Programming for and with Large Language Models
Large language models (LLMs) are neural networks (usually based on the transformer architecture) that model human language, i.e., given an initial text sequence – the so-called prompt – they predict which words are statistically most likely to come next. When given the right prompt, LLMs are able to solve a surprisingly large number of downstream tasks. For example, if a LLM should summarize a long text, a good prompt might consist of the actual text followed by a “TLDR” to make the model believe that the most likely continuation is a short summary of the preceding text. The art of crafting suitable prompts is called prompt engineering. Our interest is mainly focused on two aspects: (1.) The effective use of pre-trained LLMs, e.g., by means of prompt engineering and/or software frameworks; and (2.) Using LLMs to write high-quality code – we refer to such LLMs as code models.
Prompt Programming
Prompt engineering is not only needed to make large language models produce the desired output; it also has a high impact on the quality of the results. Without access to the internals of an LLM, prompt engineering is the only way to control how it behaves. Therefore, one possible way to view LLMs is that they are a kind of program interpreter, executing programs (= prompts) written in natural language. Prompt engineering is thus a form of programming. In this seminar topic, you will learn about the underlying principles of “prompt programming” and get to know different prompting patterns. Moreover, you will see how software frameworks can interact with LLMs to realize dynamic prompts, different decoding techniques, output constraining, and more.
- Prompt Programming for Large Language Models: Beyond the Few-Shot Paradigm
- Demystifying Chains, Trees, and Graphs of Thoughts
- Prompting Is Programming: A Query Language For Large Language Models
LLM Vulnerabilities
You may know code injections, a common exploit in different programming languages (e.g., SQL injections) that allow an attacker to inject malicious instructions in a program. LLMs suffer from a similar vulnerability, called prompt injections. As there is no clear separation between the model’s instructions and the user’s input, an attacker can craft a prompt that is (mis-)interpreted by the model as the former instead of the latter.
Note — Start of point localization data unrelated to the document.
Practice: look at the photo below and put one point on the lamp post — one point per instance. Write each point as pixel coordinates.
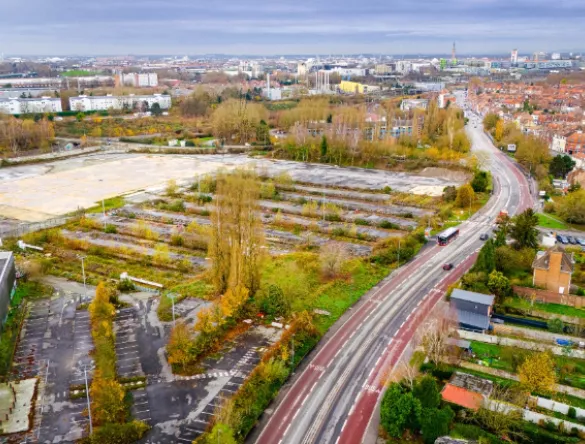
(88, 403)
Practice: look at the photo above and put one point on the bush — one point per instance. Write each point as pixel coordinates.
(555, 325)
(119, 433)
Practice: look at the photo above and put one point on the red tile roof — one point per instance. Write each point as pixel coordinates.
(462, 397)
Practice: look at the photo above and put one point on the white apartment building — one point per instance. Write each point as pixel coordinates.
(559, 143)
(138, 80)
(130, 102)
(30, 106)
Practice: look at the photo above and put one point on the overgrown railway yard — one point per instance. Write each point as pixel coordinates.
(331, 234)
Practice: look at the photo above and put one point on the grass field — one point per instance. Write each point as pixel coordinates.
(547, 221)
(559, 309)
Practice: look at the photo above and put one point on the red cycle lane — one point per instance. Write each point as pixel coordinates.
(278, 424)
(359, 417)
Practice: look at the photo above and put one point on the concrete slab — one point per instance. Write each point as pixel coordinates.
(16, 402)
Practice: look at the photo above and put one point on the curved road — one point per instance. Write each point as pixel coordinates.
(333, 399)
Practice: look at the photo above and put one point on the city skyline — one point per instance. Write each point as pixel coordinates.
(179, 27)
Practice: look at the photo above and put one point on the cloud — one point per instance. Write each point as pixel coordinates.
(286, 26)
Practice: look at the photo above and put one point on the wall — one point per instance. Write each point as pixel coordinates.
(6, 286)
(550, 296)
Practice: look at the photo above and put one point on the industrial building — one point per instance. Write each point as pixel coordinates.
(129, 102)
(137, 80)
(30, 106)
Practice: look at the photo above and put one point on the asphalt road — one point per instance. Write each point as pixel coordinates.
(334, 397)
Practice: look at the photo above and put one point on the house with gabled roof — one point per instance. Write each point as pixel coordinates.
(553, 269)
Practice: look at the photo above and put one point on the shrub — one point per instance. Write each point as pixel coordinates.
(119, 433)
(126, 285)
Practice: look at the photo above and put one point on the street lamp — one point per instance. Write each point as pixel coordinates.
(83, 272)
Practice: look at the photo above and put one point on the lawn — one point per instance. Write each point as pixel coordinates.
(558, 309)
(547, 221)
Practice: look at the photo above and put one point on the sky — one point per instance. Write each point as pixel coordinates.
(279, 27)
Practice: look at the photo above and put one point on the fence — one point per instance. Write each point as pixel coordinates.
(25, 228)
(550, 296)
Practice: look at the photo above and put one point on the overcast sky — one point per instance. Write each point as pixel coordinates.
(289, 27)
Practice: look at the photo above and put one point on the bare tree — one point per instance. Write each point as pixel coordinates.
(435, 333)
(333, 255)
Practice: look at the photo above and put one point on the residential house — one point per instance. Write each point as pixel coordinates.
(553, 270)
(559, 143)
(467, 390)
(575, 143)
(473, 309)
(7, 283)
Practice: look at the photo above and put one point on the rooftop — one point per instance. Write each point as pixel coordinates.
(478, 298)
(542, 260)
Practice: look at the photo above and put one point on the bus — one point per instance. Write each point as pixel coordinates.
(448, 235)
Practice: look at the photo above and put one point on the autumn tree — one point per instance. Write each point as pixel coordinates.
(524, 230)
(238, 120)
(236, 233)
(107, 399)
(179, 345)
(333, 256)
(465, 196)
(499, 416)
(537, 373)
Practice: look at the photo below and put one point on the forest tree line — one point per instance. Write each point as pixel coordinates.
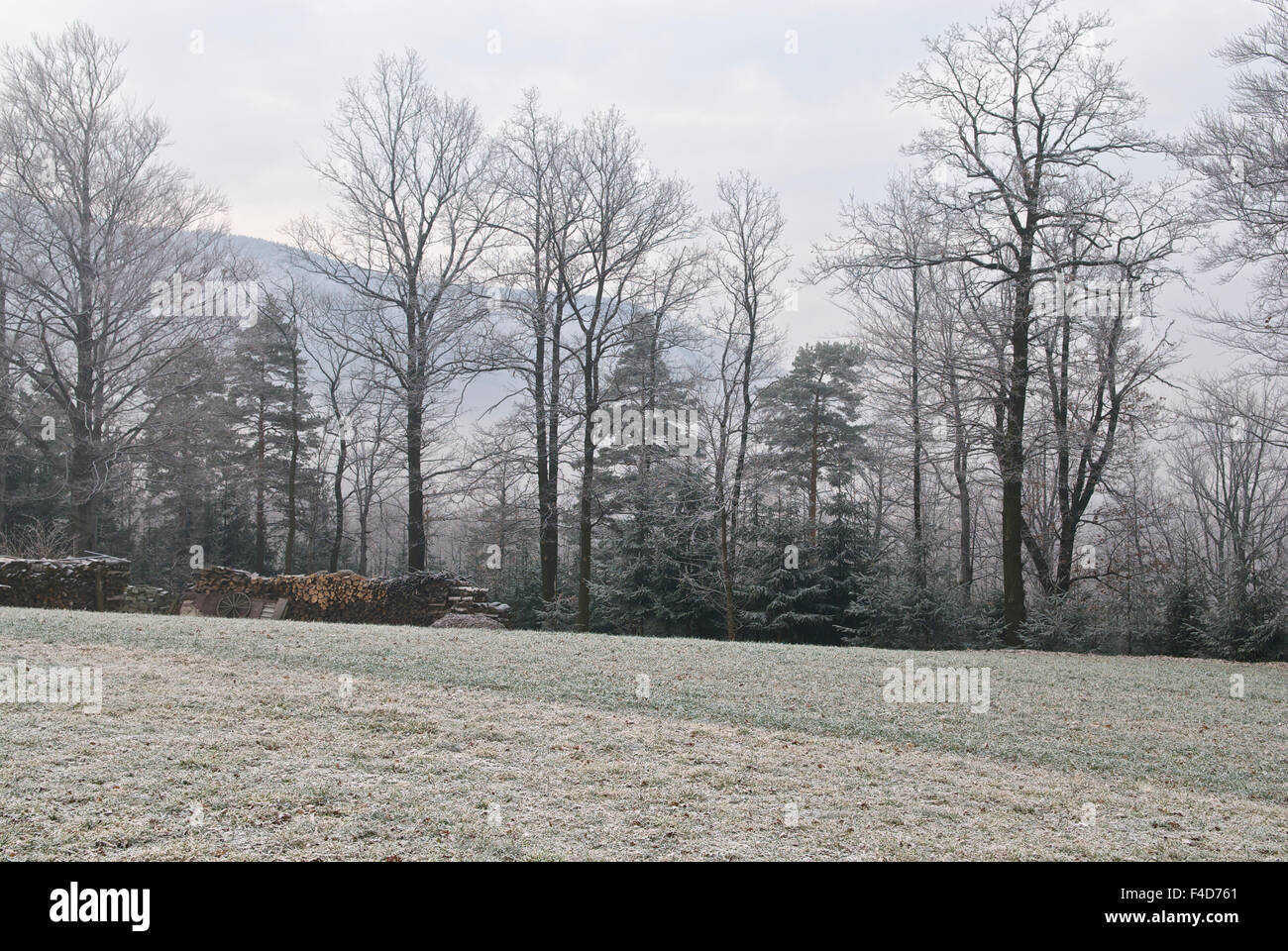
(999, 449)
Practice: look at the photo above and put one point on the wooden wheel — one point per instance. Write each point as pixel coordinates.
(233, 604)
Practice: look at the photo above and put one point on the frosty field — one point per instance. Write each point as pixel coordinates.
(240, 740)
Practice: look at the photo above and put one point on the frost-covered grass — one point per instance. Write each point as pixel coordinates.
(243, 740)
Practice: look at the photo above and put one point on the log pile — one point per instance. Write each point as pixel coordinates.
(88, 582)
(419, 598)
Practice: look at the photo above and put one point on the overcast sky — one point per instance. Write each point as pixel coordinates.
(709, 86)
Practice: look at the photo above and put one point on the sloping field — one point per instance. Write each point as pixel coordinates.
(288, 740)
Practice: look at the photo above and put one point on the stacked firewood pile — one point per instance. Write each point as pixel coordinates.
(420, 596)
(89, 582)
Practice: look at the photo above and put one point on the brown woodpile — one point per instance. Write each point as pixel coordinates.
(89, 582)
(343, 595)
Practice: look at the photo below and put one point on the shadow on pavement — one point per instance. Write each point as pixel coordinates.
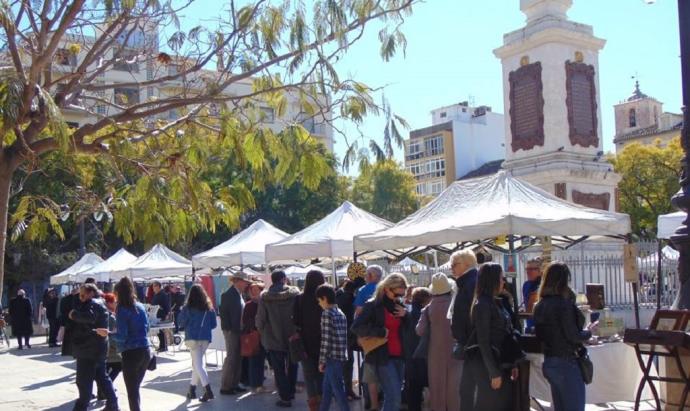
(49, 383)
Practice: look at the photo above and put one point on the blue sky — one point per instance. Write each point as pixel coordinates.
(449, 57)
This way, attackers can abuse an LLM to do things it’s not supposed to do. They can even manipulate another user’s AI assistant to do harmful things. In this topic, you will research different attack scenarios and ways to prevent or mitigate them.
- Prompt Injection attack against LLM-integrated Applications
- Prompt Injection Attacks and Defenses in LLM-Integrated Applications
- Not what you’ve signed up for: Compromising Real-World LLM-Integrated Applications with Indirect Prompt Injection
- A Survey of Trojans in Neural Models of Source Code: Taxonomy and Techniques
Program Synthesis with LLMs
Program synthesis is the task of automatically generating a program that matches a given description and input/output examples. In recent years, large language models have shown that they can accomplish this task quite well. Program synthesis through LLMs has the potential to make writing code by hand largely unnecessary. But obviously, we are not quite there yet. Despite intriguing advancements, such code models are still very limited. In this seminar topic, you will take a look at different code models as well as evaluation methods and results and see which factors affect the performance of code models. You will also see how humans can interact with those models to solve problems cooperatively.
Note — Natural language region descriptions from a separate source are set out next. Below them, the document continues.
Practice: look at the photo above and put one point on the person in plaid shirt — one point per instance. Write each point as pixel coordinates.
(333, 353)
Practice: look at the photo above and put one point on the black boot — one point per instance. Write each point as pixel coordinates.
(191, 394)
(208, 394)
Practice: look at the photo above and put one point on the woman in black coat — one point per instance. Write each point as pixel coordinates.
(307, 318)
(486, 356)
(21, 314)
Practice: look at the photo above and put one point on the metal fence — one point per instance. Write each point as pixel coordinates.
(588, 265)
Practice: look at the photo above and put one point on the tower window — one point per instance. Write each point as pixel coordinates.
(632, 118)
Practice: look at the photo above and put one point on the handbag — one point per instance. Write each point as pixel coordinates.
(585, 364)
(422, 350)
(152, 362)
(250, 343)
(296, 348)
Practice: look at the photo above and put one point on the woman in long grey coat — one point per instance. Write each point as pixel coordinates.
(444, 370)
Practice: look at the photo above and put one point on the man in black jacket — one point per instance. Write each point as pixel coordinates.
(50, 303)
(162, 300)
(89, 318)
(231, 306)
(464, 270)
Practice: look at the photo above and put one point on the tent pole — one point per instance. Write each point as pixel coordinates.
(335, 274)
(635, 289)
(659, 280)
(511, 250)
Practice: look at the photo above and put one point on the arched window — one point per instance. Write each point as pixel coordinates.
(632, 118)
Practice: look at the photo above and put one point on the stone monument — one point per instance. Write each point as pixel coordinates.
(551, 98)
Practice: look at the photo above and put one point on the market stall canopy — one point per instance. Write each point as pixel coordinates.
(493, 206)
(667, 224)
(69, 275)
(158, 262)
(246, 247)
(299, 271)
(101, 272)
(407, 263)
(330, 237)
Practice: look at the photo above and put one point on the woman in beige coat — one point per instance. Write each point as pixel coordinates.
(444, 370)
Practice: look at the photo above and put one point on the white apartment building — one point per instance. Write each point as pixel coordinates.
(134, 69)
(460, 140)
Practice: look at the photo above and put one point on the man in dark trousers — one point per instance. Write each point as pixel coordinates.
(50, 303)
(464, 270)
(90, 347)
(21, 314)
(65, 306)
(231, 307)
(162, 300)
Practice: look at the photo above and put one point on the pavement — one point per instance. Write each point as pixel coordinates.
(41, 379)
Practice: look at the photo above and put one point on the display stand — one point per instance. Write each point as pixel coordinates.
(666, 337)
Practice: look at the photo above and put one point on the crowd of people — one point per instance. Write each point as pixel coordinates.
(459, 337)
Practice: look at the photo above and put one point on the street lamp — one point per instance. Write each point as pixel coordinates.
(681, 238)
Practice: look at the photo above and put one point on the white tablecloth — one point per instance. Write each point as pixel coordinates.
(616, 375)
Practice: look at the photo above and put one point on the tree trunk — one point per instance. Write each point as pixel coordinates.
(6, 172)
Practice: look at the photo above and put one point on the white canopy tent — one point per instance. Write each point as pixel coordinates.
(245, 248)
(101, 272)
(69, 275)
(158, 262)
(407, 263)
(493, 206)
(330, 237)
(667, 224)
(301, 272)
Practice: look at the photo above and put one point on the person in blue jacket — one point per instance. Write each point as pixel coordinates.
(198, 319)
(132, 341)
- Program Synthesis with Large Language Models
- Large Language Models for Software Engineering: Survey and Open Problems
- Evaluating Large Language Models Trained on Code
- CodeGen: An Open Large Language Model for Code with Multi-Turn Program Synthesis
Feedback Mechanisms in Code Generation
The first answer an LLM gives is not always the best one. In fact, providing feedback on the answer and regenerating it can improve the results a lot. There are many approaches that follow this idea and implement an automatic feedback and refinement loop. This topic is about exploring and surveying such feedback mechanisms in the domain of code generation. You will find out in which ways feedback on code can be computed and communicated to the model.
- Self-Refine: Iterative Refinement with Self-Feedback
- CRITIC: Large Language Models Can Self-Correct with Tool-Interactive Critiquing
- Teaching Large Language Models to Self-Debug
- Improving Code Generation by Training with Natural Language Feedback
- Coffee: Boost Your Code LLMs by Fixing Bugs with Feedback
Constrained Decoding for Code Models
Causal LLMs generate their output one token at a time. The idea behind constrained (a.k.a. guided, structured, or masked) decoding (or generation) is simple: in each step, prevent all those tokens from being generated that would continue the sequence generated so far in an undesired way. For example, if the LLM is supposed to return only a number, we can constrain the output to tokens that do not contain any letters. However, things get much trickier when applying this approach to more complicated settings and constraints, such as code synthesis, where we want syntactically and semantically correct programs. In this seminar topic, you will research different constrained decoding frameworks for code generation and find out how they work and what their advantages are.